KPU Diminta Lebih Persuasif dalam Meredam Gerakan Coblos Tiga Paslon


Direktur Eksekutif Democracy and Electoral  Empowerment Partnership (DEEP) Indonesia, Neni Nur Hayati menilai munculnya gerakan coblos tiga paslon, merupakan bagian dari dinamika politik saja tak perlu ditanggapi berlebihan.

“Justru saya melihat (dengan adanya gerakan) ini, yang perlu dilakukan refleksi oleh penyelenggara pemilu atau parpol bukan malah justru dipidana. Mereka hanyalah para aktivis yang kritis untuk menyampaikan ketika ada ketidakadilan di situ,” tegas Neni kepada Inilah.com saat dihubungi di Jakarta, Kamis (12/9/2024).
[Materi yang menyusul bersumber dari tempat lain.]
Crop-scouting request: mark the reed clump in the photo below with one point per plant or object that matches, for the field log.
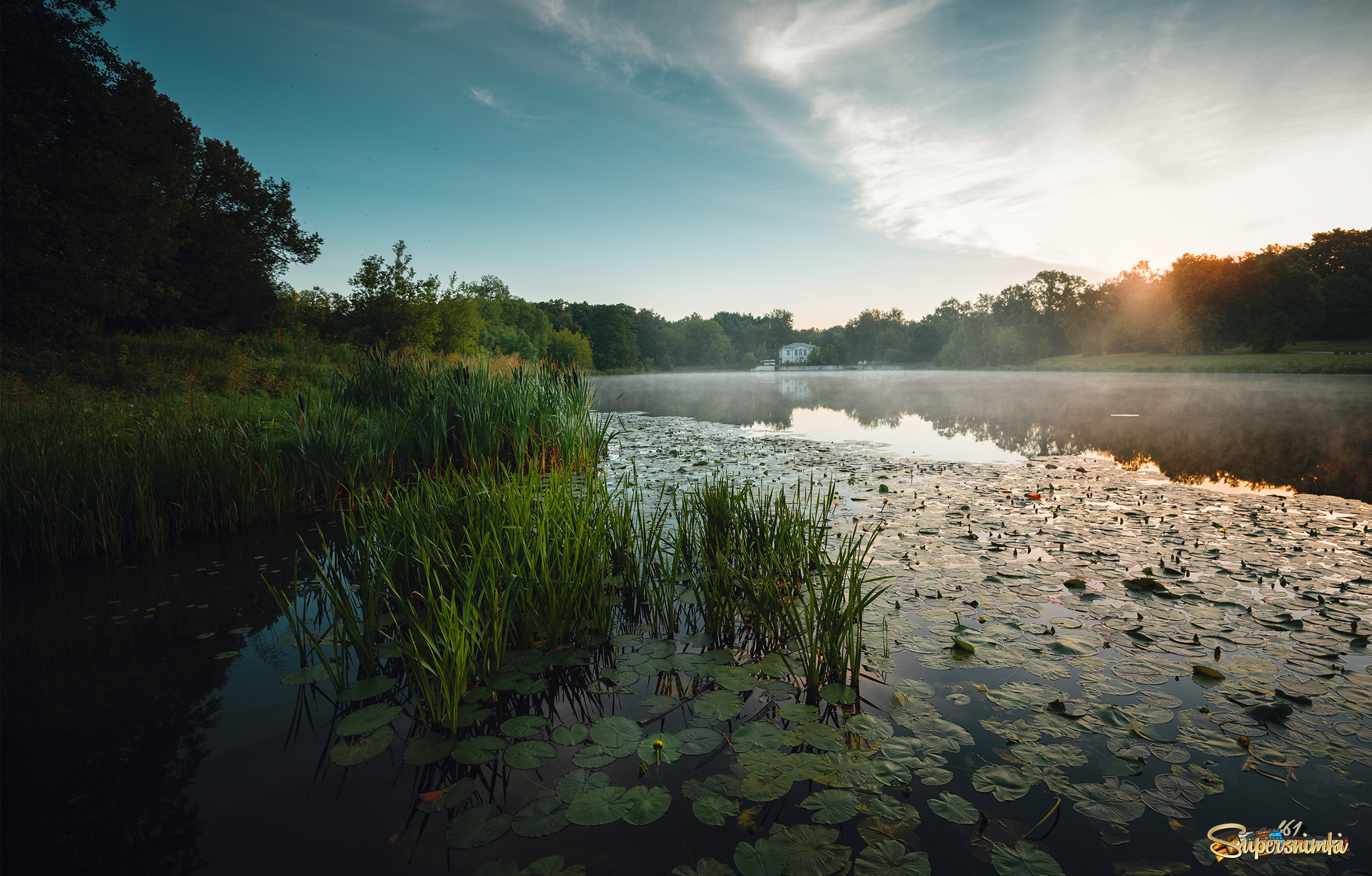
(80, 476)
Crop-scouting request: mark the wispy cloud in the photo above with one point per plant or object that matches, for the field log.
(508, 113)
(1076, 134)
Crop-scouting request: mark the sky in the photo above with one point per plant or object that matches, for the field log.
(743, 155)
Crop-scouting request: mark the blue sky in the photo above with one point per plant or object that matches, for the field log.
(821, 157)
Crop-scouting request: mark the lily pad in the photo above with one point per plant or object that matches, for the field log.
(714, 809)
(541, 818)
(572, 735)
(478, 827)
(616, 732)
(478, 749)
(891, 859)
(832, 806)
(523, 725)
(699, 741)
(528, 754)
(1024, 860)
(837, 692)
(763, 859)
(578, 783)
(428, 749)
(647, 804)
(1002, 781)
(718, 706)
(346, 754)
(366, 720)
(954, 808)
(599, 806)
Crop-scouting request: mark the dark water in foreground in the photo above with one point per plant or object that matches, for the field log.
(1312, 434)
(135, 743)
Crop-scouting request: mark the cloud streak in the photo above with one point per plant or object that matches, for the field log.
(1087, 135)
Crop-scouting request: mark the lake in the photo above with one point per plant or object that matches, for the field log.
(1309, 434)
(147, 731)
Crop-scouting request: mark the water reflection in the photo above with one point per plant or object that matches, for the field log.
(1312, 434)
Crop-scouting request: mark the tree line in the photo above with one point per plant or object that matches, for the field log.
(121, 217)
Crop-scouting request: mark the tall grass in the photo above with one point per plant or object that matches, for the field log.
(81, 477)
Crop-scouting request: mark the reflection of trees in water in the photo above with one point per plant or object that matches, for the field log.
(106, 730)
(1314, 434)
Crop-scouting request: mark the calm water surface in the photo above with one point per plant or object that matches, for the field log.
(134, 743)
(1312, 434)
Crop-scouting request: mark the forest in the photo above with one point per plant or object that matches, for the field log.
(123, 223)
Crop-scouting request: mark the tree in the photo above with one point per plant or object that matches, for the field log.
(1281, 299)
(1342, 260)
(704, 343)
(614, 337)
(390, 305)
(567, 348)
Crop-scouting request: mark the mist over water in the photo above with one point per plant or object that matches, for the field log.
(1312, 434)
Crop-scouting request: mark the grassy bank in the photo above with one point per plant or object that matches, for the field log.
(84, 473)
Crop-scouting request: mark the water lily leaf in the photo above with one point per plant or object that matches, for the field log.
(578, 783)
(737, 677)
(309, 674)
(844, 769)
(832, 806)
(593, 757)
(599, 806)
(1002, 781)
(756, 733)
(765, 859)
(478, 749)
(706, 867)
(541, 818)
(346, 754)
(799, 713)
(954, 808)
(718, 706)
(891, 859)
(1024, 860)
(1042, 754)
(1110, 809)
(428, 749)
(914, 687)
(821, 736)
(699, 741)
(647, 805)
(478, 827)
(877, 828)
(766, 787)
(1209, 742)
(528, 754)
(366, 688)
(714, 809)
(572, 735)
(837, 692)
(810, 850)
(366, 720)
(939, 735)
(1024, 694)
(660, 749)
(933, 776)
(869, 727)
(523, 725)
(616, 732)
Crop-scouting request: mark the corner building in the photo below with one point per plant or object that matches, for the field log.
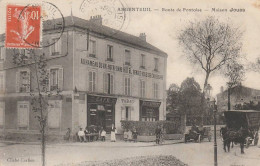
(104, 75)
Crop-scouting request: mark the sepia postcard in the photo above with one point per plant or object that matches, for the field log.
(129, 82)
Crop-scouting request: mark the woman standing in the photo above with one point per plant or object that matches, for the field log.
(113, 133)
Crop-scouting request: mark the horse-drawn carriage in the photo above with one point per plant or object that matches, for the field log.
(198, 134)
(242, 127)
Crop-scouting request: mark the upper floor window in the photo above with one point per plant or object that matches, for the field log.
(127, 86)
(108, 83)
(54, 113)
(56, 78)
(109, 53)
(127, 57)
(2, 53)
(56, 47)
(23, 115)
(92, 81)
(156, 90)
(24, 53)
(2, 82)
(156, 64)
(142, 88)
(142, 65)
(92, 48)
(23, 81)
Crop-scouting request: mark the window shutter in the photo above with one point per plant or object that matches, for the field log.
(48, 84)
(94, 81)
(28, 88)
(60, 79)
(17, 81)
(123, 115)
(105, 83)
(112, 83)
(90, 76)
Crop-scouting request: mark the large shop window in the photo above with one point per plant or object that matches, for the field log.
(54, 113)
(56, 47)
(92, 81)
(142, 65)
(149, 110)
(92, 48)
(142, 88)
(156, 90)
(23, 115)
(126, 113)
(127, 57)
(127, 86)
(56, 79)
(109, 53)
(23, 81)
(108, 83)
(2, 82)
(2, 113)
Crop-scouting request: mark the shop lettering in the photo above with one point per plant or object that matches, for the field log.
(125, 69)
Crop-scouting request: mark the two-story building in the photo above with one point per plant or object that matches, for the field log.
(104, 76)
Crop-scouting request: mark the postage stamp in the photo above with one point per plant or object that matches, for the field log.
(23, 26)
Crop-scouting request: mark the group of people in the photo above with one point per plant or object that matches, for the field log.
(93, 134)
(159, 133)
(130, 135)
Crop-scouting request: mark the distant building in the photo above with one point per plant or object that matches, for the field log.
(239, 96)
(104, 77)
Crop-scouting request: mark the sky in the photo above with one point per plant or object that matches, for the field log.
(163, 27)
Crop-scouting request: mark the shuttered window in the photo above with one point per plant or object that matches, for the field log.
(92, 81)
(142, 88)
(2, 111)
(23, 81)
(54, 113)
(127, 86)
(55, 78)
(23, 114)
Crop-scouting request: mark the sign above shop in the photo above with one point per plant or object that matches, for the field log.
(99, 99)
(127, 101)
(124, 69)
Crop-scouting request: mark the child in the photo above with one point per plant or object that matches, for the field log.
(103, 135)
(125, 135)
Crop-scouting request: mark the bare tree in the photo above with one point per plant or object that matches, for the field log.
(210, 44)
(235, 73)
(39, 91)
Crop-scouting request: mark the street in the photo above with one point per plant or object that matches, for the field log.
(193, 154)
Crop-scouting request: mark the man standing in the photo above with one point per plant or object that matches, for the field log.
(158, 134)
(81, 135)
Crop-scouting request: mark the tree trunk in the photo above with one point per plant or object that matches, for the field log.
(229, 106)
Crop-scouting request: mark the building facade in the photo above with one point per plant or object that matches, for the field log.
(104, 77)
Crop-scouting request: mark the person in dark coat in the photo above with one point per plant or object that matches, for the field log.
(158, 134)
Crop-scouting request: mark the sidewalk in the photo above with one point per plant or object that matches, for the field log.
(96, 143)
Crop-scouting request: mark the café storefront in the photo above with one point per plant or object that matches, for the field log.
(149, 110)
(101, 111)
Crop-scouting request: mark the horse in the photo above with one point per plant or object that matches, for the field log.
(237, 136)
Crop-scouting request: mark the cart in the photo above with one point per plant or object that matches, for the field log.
(248, 119)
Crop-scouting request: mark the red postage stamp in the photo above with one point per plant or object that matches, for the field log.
(23, 26)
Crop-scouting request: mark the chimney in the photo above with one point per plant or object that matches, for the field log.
(142, 36)
(96, 19)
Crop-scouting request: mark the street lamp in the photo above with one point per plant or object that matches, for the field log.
(213, 101)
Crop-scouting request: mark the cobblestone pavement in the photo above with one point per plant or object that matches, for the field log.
(194, 154)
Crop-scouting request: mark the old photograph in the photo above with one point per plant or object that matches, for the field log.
(129, 83)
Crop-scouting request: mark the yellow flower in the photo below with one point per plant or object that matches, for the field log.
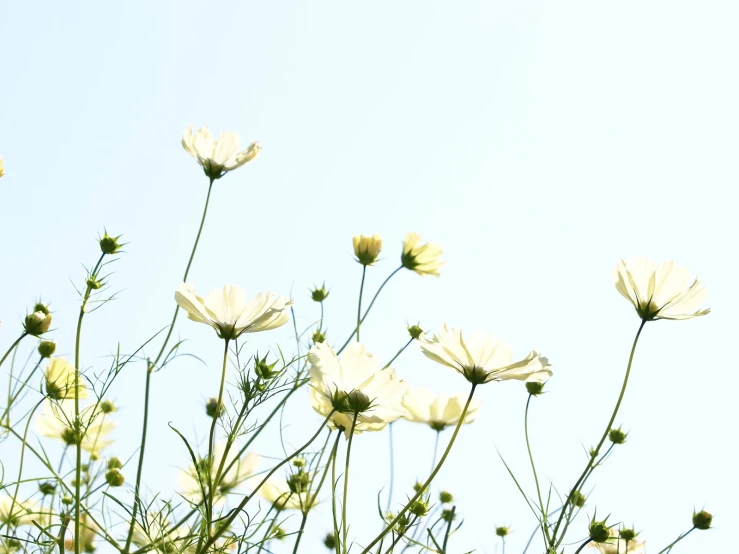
(366, 249)
(354, 384)
(217, 157)
(57, 421)
(424, 259)
(437, 411)
(228, 312)
(659, 291)
(482, 358)
(59, 380)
Ia mengatakan, gerakan ini seharusnya jadi momentum bagi KPU melakukan koreksi. “Mestinya (penyelenggara pemilu dan parpol) memang melakukan refleksi apa yang salah dengan kondisi politik yang ada saat ini,” sambungnya.

Oleh karena itu, ia menyebut penyelenggara pemilu baik KPU dan Bawaslu, didorong agar terus lakukan sosialisasi yang persuasif secara terstruktur, sistematis, dan masif.

“KPU seharusnya melakukan refleksi atas sosialisasi yang sudah dilakukan, artinya tidak cukup mempersuasi publik dan memberikan edukasi secara substansi. KPU harus menyadari bahwa tidak semua pemilih itu mengatakan yes, tetapi ada banyak pemilih yang rasional mereka kritis,” tuturnya.

Neni menekankan tidak tepat bila mereka yang memilih gerakan coblos tiga paslon ini dihakimi, bahkan dipidanakan. Seharusnya dirangkul dan diajak diskusi kelompok. “KPU tidak perlu reaktif apalagi memberikan ancaman pidana. Harusnya bisa berbenah,” ujar dia.

Diketahui, gerakan coblos tiga paslon pada Pilgub Jakarta mengemuka di media sosial. Selaras dengan itu, muncul pula sekelompok orang yang mengatasnamakan Aliansi Forum Jakarta (AFJ)  yang mengajak pemilih untuk mencoblos semua paslon saat pemungutan suara.

Gerakan ini dinilai akan mengancam meningkatnya angka golput di Jakarta. Komisioner KPU RI Idham Holik mengingatkan, segala ajakan yang mengarah ke golput bisa dikategorikan sebagai tindak pidana.

“Yang jelas gerakan atau ajakan untuk tidak menggunakan hak pilih (golput) atau membuat hak pilih atau suara menjadi invalid itu, tidak sekadar pada perilaku niretis tapi bisa mengarah pada tindak pidana,” kata Idham kepada wartawan, Minggu (8/9/2024).